When the Jackie Robinson biopic “42” was released in theaters last month, many baseball fans may have gotten reacquainted with the racism that pervaded Major League Baseball for decades. Fans may think that the prejudice exhibited toward Robinson as depicted in the film was an archaic attitude that America turned the corner on with the Civil Rights Act in 1968. It’s not so. While no modern day player dealt with as much scorn as Robinson, some future greats were being labeled by their skin color as late as the 1970s and beyond.
Separate scouting reports filed by Rudy (Cobby) Saatzer on Dave Winfield in 1968 and 1973 use the terms “boy” and “colored” to describe the future Baseball Hall of Famer. The terms were not unusual in the late ’60s and early ’70s, but the racially-tinged vernacular was more common among the Archie Bunker-types and others whose usage was often condescending, if not pejorative. The words are, of course, nowhere near the level of hatred spewed at Robinson circa 1947, but they illustrate the residual insensitivity that remained in the national pastime long after he broke the color-barrier.

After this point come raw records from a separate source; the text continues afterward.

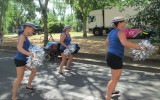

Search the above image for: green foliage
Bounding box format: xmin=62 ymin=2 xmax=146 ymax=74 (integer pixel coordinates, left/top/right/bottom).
xmin=48 ymin=22 xmax=64 ymax=33
xmin=64 ymin=15 xmax=73 ymax=26
xmin=3 ymin=0 xmax=36 ymax=33
xmin=72 ymin=19 xmax=83 ymax=32
xmin=127 ymin=0 xmax=160 ymax=31
xmin=0 ymin=0 xmax=10 ymax=33
xmin=152 ymin=36 xmax=160 ymax=43
xmin=64 ymin=14 xmax=83 ymax=32
xmin=52 ymin=0 xmax=67 ymax=21
xmin=47 ymin=10 xmax=58 ymax=30
xmin=120 ymin=0 xmax=150 ymax=7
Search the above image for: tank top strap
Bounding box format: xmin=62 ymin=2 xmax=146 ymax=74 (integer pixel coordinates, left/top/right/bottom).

Other notable info on Saatzer’s 1968 and 1973 scouting reports on Winfield:
• Saatzer called Winfield “just a fair hitter.”
• Saatzer checked the “Yes” box under “Agressive.”
• Winfield’s habits were labeled “(Were) questionable, good now.”
• Saatzer noted Winfield was drafted in NBA, ABA and NFL, and praised his leadership.
• Saatzer said Winfield didn’t have “enough bargaining power in basketball to demand a larger bonus.”